Green Card holder's divorce

lovenlove

New Member
Facts:
1) My friend is a Green Card holder (through marriage) for less then one year and is in the process of getting divorced.
2) He just joined the US Armed Forces and will departure from Florida to an US Military Base in Georgia in May.

Questions:
1) Can he apply for naturalization right the way because he joined the army?
2) If he has to wait, how can he renew his Green card if he is getting divorced?
3) After the divorce, how long he has to wait until he can get married again?
4) Can he sponsor a non resident through marriage as just a green card holder?
 
If he's deployed into active duty, he'd be eligible immediately. Otherwise he must complete a year of service.

How long ago did he get married?

He can get married again as soon he wants after the divorce, but sponsoring another spouse in the near future will be problematic.
 
Facts:
1) My friend is a Green Card holder (through marriage) for less then one year and is in the process of getting divorced.
2) He just joined the US Armed Forces and will departure from Florida to an US Military Base in Georgia in May.

Questions:
1) Can he apply for naturalization right the way because he joined the army?
2) If he has to wait, how can he renew his Green card if he is getting divorced?
3) After the divorce, how long he has to wait until he can get married again?
4) Can he sponsor a non resident through marriage as just a green card holder?

Really odd questions for someone with a legitimate marriage (not for a GC) to be interested in. Are you the girlfriend?

The military takes a poor view of adultery. Until the divorce is final, he is still married.

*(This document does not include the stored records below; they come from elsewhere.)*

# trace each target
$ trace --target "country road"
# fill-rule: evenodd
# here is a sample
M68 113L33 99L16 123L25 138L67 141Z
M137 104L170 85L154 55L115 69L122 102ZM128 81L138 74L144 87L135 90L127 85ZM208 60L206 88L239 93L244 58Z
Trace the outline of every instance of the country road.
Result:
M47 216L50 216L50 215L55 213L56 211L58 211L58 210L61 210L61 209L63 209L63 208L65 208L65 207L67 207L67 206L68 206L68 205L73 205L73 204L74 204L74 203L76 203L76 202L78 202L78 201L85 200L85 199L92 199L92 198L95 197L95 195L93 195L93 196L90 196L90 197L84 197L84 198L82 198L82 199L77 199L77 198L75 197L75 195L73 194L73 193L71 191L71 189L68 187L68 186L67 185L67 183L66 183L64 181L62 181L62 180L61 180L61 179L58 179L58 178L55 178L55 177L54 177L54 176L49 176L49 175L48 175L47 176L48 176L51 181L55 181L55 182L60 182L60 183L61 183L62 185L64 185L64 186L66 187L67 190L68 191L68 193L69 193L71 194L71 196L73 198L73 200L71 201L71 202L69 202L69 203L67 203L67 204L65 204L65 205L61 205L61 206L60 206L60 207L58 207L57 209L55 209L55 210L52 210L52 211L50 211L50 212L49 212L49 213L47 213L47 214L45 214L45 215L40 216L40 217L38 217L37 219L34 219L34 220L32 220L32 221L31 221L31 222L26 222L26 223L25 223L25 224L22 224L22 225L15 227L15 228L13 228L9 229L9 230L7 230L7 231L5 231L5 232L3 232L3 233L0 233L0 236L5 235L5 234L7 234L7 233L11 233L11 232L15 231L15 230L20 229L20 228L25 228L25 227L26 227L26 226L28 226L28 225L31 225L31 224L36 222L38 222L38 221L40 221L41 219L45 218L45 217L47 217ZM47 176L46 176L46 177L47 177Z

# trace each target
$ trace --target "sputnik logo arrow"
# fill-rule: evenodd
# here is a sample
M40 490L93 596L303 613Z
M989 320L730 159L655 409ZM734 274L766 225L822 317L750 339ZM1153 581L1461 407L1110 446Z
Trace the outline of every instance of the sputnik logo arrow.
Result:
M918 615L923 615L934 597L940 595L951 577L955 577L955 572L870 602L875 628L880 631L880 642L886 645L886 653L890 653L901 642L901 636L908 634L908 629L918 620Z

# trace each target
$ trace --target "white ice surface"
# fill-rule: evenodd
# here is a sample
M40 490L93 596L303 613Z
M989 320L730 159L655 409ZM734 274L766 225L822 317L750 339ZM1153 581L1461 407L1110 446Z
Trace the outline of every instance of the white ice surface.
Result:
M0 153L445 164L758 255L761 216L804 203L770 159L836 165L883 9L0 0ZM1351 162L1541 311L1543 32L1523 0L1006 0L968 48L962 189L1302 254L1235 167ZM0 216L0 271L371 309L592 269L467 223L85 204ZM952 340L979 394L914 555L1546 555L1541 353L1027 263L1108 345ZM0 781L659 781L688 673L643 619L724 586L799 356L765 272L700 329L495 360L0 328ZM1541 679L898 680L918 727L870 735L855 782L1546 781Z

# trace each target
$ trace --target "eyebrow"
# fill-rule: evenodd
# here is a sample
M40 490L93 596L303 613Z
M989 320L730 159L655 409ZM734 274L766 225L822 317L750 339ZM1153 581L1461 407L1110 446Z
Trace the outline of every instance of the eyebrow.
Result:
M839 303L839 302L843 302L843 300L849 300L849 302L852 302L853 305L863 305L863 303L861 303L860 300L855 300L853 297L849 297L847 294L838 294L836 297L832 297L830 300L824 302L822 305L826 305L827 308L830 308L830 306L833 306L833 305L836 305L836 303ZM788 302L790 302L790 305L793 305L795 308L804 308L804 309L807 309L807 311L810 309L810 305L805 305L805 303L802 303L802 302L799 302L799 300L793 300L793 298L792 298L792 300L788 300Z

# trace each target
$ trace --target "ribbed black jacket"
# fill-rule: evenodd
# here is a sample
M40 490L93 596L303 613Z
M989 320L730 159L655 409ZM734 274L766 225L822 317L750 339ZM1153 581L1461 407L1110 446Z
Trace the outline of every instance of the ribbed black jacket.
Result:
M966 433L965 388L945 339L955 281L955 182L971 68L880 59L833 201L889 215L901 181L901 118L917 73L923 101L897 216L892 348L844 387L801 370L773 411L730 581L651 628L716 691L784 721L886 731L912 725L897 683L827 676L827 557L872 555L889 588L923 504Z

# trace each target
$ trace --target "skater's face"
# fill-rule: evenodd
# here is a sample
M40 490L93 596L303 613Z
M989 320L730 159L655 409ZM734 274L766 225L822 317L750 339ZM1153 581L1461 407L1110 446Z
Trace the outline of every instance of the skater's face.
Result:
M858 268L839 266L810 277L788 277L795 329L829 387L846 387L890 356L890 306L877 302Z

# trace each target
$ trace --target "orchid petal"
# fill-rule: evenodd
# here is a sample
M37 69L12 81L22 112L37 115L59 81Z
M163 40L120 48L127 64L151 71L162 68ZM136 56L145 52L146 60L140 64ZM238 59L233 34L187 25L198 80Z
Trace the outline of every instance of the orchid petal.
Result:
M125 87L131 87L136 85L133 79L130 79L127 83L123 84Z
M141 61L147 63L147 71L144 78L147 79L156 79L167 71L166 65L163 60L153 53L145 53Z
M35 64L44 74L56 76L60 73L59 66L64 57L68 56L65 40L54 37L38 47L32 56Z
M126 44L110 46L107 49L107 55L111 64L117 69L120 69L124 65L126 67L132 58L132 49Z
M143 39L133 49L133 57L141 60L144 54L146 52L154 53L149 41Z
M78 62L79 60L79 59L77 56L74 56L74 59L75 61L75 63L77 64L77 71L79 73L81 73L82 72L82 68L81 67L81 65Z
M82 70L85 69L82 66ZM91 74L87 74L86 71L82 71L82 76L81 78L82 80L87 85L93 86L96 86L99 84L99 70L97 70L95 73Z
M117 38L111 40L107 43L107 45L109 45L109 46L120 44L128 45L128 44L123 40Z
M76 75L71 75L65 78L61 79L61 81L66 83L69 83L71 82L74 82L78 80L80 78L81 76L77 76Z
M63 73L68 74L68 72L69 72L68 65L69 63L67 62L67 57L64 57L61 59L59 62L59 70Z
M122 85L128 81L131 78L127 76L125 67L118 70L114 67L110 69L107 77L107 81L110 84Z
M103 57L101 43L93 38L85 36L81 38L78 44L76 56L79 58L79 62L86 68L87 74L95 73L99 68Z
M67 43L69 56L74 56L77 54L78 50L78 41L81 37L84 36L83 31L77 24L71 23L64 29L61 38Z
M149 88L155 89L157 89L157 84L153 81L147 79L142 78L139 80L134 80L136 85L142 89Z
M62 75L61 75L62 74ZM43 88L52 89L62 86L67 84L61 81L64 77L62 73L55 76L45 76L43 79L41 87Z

A divorce so soon after getting a GC is certainly suspicious especially if he did the filing.
 
@Jackolanter

If he's deployed into active duty, he'd be eligible immediately. Otherwise he must complete a year of service.

How long ago did he get married? He got married in July 2009. She requested the divorce in Jan 2011.

He can get married again as soon he wants after the divorce, but sponsoring another spouse in the near future will be problematic.
Why would it be problematic?
 
Why would it be problematic?

If he tries to sponsor a spouse too soon, it will be seen as the classic chain-marriage fraud case:

1. Two noncitizens without green cards have a relationship
2. One noncitizen joins a fake marriage with a US citizen to get a green card. The US citizen might not know it's fake.
3. Divorce
4. The new green card holder marries and files for the original person they had a relationship with in step 1.

This kind of immigration fraud is so common, that the law imposed a 5-year waiting period* before a green card holder who got their own green card via marriage is allowed to file to sponsor a new spouse.

*5 years after green card approval, not 5 years after divorce
 
Last edited by a moderator:
You didn't understand the situation or my explanation was not good.
Anyway you answered my one of my questions: He can't sponsor a non citizen until he has 5 years with a valid Green Card.
But could you answer the question number 2? How will he renew his Green Card if he is divorced? Will it be through the Military?
 
If divorced, he would have to file for a waiver with the I-751. He will have to prove that he had a bona fide marriage even though it died in less than 2 years.